1 teaspoon olive oil
1 small onion minced
2 teaspoons minced garlic
4 cups chicken stock
2 teaspoons Trader Joe’s chili lime powder
2 teaspoons cumin
1 teaspoon paprika
1 bell-pepper chopped
salt and pepper to taste
15 ounces diced tomatoes
1 pound boneless skinless chicken breast
Juice of 1 fresh lime
Optional toppings: tortilla chips, cilantro, avocado, cheese, sour cream, etc
Turn Instant Pot to Saute and allow to heat up until pressure cooker reads "HOT."
Once heated, add in oil, onion, and garlic. Saute for 2-3 minutes. Turn Instant Pot OFF.

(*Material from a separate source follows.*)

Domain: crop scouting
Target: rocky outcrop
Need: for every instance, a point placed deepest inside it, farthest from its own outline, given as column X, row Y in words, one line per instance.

Add in stock and scrape up any browned bits on bottom of inner pot. This is a really important step to prevent a burn warning.
Add in seasonings, bell-pepper and diced tomatoes in inner pot of pressure cooker.
Submerge chicken in mixture.
Place lid on pressure cooker and be sure vent knob is pointed to sealed.
Set to cook on high pressure for 15 minutes.
Once cook time has elapsed, let pressure release naturally all the way.
Open Instant Pot and remove chicken.
If the chicken is still raw in the middle, put the chicken back and cook for an additional 5-8 minutes.
Remove chicken, shred and return to Instant Pot with lime juice and stir together.
Serve Instant Pot Chicken Tortilla Soup with shredded cheese, tortilla strips, tortilla chips, sour cream, avocado and/or minced cilantro.